PEMALANG — ||
Dugaan praktik penimbunan dan penyelewengan BBM bersubsidi jenis solar di wilayah Kabupaten Pemalang kian memprihatinkan. Sebuah gudang yang diduga kuat menjadi lokasi penampungan solar subsidi dilaporkan beroperasi bebas tanpa hambatan, seolah kebal hukum dan tak tersentuh aparat penegak hukum (APH).
Fakta di lapangan memunculkan kecurigaan serius. Bagaimana mungkin gudang penimbunan BBM subsidi bisa berjalan lancar, sementara kelangkaan solar terus dikeluhkan masyarakat? Kondisi ini menimbulkan asumsi liar di publik bahwa APH Polsek dan Polres Pemalang seakan memilih tutup mata terhadap kejahatan yang terang-terangan merugikan negara dan rakyat kecil.
“Kalau ini dibiarkan, jangan salahkan masyarakat kalau menilai hukum sudah kalah oleh mafia solar,” ujar warga setempat dengan nada geram.
Solar Subsidi Dirampas dari Hak Rakyat
Solar bersubsidi merupakan hak masyarakat kecil, petani, nelayan, dan pelaku UMKM. Namun dalam praktiknya, BBM subsidi justru diduga dijarah oleh mafia untuk ditimbun di gudang-gudang ilegal, lalu dijual kembali dengan harga non-subsidi demi keuntungan besar.
Ini bukan sekadar pelanggaran biasa. Ini adalah kejahatan ekonomi, perampokan hak rakyat, dan pengkhianatan terhadap kebijakan negara.
Diduga Tak Mungkin Berjalan Tanpa Pembiaran
Aktivitas penimbunan solar subsidi tidak mungkin dilakukan secara sporadis.

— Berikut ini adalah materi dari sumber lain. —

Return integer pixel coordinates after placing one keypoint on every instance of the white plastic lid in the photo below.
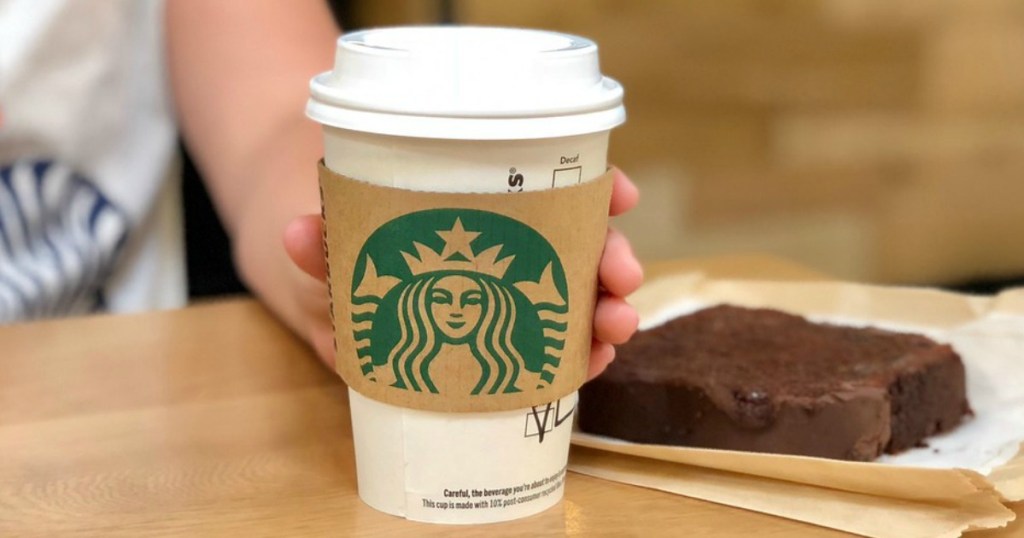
(466, 83)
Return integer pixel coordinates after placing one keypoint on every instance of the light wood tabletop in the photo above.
(213, 420)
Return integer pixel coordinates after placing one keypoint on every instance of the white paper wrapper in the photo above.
(988, 333)
(958, 482)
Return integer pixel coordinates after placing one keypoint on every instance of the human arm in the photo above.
(241, 83)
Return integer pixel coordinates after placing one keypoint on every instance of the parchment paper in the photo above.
(956, 483)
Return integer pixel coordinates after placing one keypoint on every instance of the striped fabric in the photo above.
(59, 238)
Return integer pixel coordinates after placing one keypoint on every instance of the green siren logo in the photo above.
(459, 301)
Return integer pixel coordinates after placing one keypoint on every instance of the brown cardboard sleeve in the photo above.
(463, 302)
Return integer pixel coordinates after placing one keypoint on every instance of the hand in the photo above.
(620, 274)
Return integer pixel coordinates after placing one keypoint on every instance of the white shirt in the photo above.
(89, 219)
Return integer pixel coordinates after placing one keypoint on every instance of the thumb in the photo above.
(304, 244)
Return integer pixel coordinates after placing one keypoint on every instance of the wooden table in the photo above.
(214, 420)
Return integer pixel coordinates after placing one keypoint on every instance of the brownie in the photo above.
(759, 379)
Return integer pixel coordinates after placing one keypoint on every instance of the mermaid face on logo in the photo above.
(456, 306)
(412, 304)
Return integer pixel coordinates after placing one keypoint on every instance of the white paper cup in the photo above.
(464, 110)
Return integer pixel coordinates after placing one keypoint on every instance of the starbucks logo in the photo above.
(459, 301)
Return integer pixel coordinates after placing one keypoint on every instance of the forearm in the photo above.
(284, 187)
(240, 71)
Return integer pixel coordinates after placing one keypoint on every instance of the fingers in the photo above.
(323, 343)
(614, 320)
(620, 271)
(601, 355)
(625, 195)
(304, 244)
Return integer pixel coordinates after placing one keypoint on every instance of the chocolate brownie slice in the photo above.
(759, 379)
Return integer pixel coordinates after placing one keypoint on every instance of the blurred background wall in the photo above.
(873, 139)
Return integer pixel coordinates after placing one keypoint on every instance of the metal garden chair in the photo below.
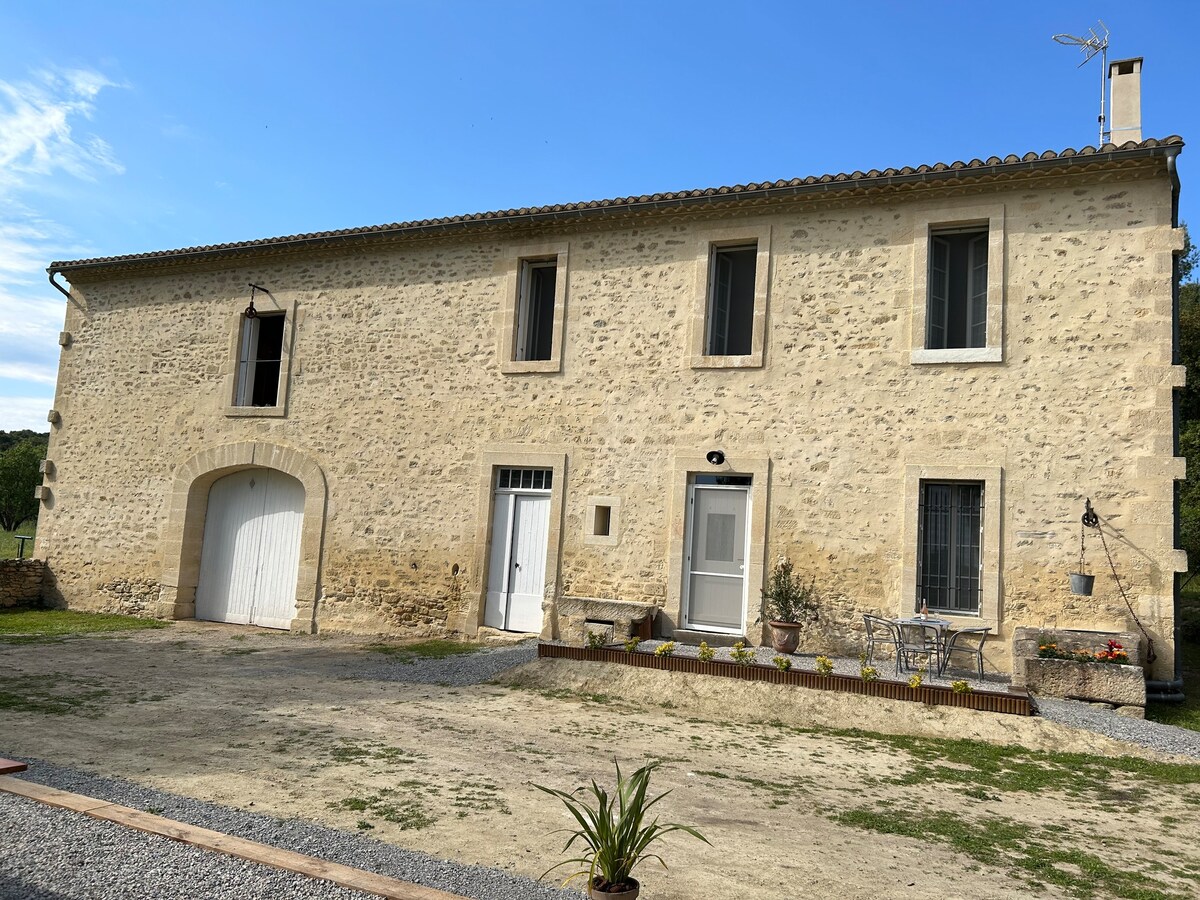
(919, 641)
(967, 641)
(881, 633)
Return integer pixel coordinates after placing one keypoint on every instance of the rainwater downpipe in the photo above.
(1162, 691)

Dibutuhkan:
Armada pengangkut
Penampungan skala besar
Distribusi lanjutan
Aktivitas berulang setiap hari
Jika benar gudang tersebut aktif, maka sangat wajar publik mempertanyakan:
π Di mana pengawasan APH?
π Mengapa tidak ada tindakan tegas?
Situasi ini semakin menguatkan dugaan adanya pembiaran sistematis atau setidaknya kelalaian serius dari aparat di wilayah hukum Polsek dan Polres Pemalang.

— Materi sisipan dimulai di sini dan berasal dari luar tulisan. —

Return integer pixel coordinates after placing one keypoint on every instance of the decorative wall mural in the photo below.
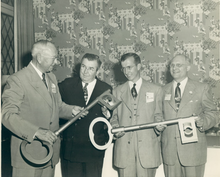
(154, 29)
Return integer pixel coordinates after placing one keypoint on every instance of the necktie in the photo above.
(85, 91)
(134, 91)
(177, 96)
(43, 79)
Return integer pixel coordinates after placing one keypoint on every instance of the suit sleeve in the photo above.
(158, 115)
(114, 119)
(13, 97)
(210, 113)
(65, 110)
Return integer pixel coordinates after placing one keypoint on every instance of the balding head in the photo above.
(44, 55)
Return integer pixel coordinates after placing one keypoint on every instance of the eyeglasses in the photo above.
(50, 57)
(178, 65)
(89, 69)
(128, 68)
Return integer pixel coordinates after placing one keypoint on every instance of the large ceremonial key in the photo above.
(105, 99)
(186, 126)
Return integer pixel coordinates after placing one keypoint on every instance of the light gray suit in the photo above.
(28, 105)
(148, 110)
(196, 99)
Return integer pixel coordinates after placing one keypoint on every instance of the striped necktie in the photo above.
(44, 79)
(177, 96)
(85, 91)
(134, 91)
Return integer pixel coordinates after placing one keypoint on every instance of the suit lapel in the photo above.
(95, 93)
(142, 94)
(39, 86)
(126, 96)
(169, 91)
(188, 94)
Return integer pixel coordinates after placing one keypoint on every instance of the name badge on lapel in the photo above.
(167, 97)
(149, 97)
(53, 88)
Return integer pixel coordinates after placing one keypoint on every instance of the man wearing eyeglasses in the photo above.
(137, 153)
(185, 98)
(31, 109)
(79, 157)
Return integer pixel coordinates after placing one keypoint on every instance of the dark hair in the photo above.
(134, 55)
(92, 57)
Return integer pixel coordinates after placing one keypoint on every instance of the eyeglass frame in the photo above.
(129, 68)
(90, 69)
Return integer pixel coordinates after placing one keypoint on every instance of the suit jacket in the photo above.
(196, 99)
(28, 105)
(149, 110)
(77, 146)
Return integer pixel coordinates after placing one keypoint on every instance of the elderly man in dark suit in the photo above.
(31, 109)
(80, 157)
(183, 98)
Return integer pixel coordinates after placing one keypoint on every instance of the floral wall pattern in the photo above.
(154, 29)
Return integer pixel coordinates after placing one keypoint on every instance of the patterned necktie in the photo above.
(134, 91)
(43, 79)
(85, 91)
(177, 96)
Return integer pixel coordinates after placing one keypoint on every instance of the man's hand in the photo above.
(199, 123)
(46, 135)
(77, 109)
(160, 127)
(119, 134)
(106, 112)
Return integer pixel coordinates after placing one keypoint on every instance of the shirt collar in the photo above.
(37, 70)
(182, 85)
(90, 84)
(138, 84)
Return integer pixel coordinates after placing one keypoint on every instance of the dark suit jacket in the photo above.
(28, 105)
(76, 143)
(196, 99)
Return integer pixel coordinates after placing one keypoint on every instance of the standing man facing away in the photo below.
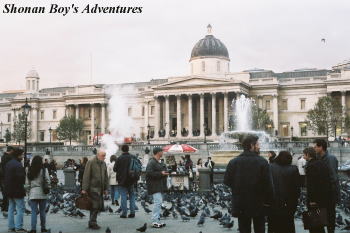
(332, 164)
(95, 184)
(249, 178)
(126, 186)
(156, 175)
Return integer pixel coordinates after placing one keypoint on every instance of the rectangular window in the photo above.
(302, 104)
(285, 129)
(303, 128)
(42, 135)
(284, 105)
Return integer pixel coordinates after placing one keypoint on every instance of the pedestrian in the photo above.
(271, 155)
(113, 184)
(95, 184)
(38, 199)
(126, 187)
(285, 177)
(332, 164)
(301, 168)
(210, 164)
(318, 185)
(14, 189)
(81, 170)
(156, 180)
(249, 177)
(5, 158)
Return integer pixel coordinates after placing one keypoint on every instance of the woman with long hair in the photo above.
(38, 199)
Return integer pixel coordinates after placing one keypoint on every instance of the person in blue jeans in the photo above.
(156, 179)
(125, 187)
(14, 188)
(36, 177)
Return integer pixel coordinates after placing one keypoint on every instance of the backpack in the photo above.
(134, 171)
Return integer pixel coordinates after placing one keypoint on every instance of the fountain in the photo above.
(229, 141)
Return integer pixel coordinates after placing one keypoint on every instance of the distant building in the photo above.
(180, 108)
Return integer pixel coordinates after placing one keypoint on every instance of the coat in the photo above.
(249, 177)
(14, 179)
(156, 182)
(286, 187)
(121, 167)
(95, 179)
(112, 176)
(318, 183)
(35, 186)
(332, 164)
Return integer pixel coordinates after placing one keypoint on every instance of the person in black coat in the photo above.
(287, 191)
(249, 178)
(318, 184)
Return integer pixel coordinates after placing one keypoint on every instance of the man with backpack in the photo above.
(128, 169)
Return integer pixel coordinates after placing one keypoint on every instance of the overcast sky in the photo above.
(270, 34)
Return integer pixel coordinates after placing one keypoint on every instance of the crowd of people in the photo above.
(271, 189)
(261, 189)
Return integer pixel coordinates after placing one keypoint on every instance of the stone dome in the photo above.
(32, 74)
(209, 46)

Jelas Melanggar Hukum, Ancaman Penjara dan Denda Fantastis
Perlu ditegaskan, penyelewengan BBM bersubsidi adalah tindak pidana berat, sebagaimana diatur dalam:
Undang-Undang Nomor 22 Tahun 2001 tentang Minyak dan Gas Bumi
Pasal 55:
Penyalahgunaan pengangkutan dan/atau niaga BBM bersubsidi diancam:
Pidana penjara hingga 6 (enam) tahun
Denda maksimal Rp60.000.000.000 (enam puluh miliar rupiah)
Selain itu, pelaku juga melanggar:
Perpres Nomor 191 Tahun 2014
Aturan distribusi dan pengawasan BBM subsidi oleh negara
Artinya, tidak ada alasan hukum untuk tidak menindak.

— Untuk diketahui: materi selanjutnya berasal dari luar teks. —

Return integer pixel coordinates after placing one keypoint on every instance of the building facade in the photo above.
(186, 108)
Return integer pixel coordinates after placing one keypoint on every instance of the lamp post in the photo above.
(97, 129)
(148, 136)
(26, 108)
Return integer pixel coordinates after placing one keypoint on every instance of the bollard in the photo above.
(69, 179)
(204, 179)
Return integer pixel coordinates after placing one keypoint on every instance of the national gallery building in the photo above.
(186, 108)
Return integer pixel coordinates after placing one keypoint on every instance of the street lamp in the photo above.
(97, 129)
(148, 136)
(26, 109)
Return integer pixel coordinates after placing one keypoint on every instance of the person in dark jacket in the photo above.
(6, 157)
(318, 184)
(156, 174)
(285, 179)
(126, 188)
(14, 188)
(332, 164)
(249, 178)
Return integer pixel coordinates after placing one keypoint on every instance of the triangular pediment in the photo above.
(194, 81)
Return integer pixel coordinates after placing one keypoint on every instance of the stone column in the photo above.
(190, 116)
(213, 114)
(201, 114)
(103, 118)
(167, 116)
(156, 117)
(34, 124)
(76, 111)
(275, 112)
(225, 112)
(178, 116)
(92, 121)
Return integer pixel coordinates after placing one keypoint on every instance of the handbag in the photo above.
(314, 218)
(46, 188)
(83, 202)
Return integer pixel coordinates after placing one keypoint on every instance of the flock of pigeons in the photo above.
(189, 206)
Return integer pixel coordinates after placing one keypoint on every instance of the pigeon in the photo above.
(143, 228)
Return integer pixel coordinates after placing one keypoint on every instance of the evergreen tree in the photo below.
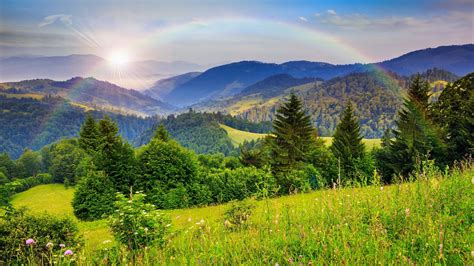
(415, 139)
(89, 135)
(454, 113)
(419, 92)
(291, 138)
(115, 156)
(347, 145)
(162, 134)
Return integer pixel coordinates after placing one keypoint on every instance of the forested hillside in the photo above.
(376, 94)
(93, 93)
(202, 133)
(34, 123)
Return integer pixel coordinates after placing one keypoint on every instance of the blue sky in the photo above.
(210, 32)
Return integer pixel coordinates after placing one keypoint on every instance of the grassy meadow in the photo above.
(422, 222)
(239, 136)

APH Diminta Berhenti Diam dan Segera Bertindak
Masyarakat dan insan pers secara tegas MENUNTUT:
Polsek dan Polres Pemalang segera turun ke lapangan
Gudang diduga penimbunan solar subsidi disegel
Pelaku ditangkap dan diproses hukum
Jaringan mafia BBM diungkap tanpa pandang bulu
Oknum yang membekingi—jika ada—juga diperiksa
Jika APH tetap diam, maka patut diduga kepercayaan publik sedang dipertaruhkan.
Jangan Biarkan Pemalang Jadi Sarang Mafia Solar
Penyelewengan BBM subsidi adalah kejahatan yang menyentuh langsung kehidupan rakyat. Negara telah mengucurkan subsidi triliunan rupiah, namun justru dinikmati segelintir mafia.
APH Polsek dan Polres Pemalang tidak boleh lagi berlindung di balik alasan klasik.
Publik menunggu bukti, bukan janji.
Tindakan tegas atau kepercayaan masyarakat akan runtuh.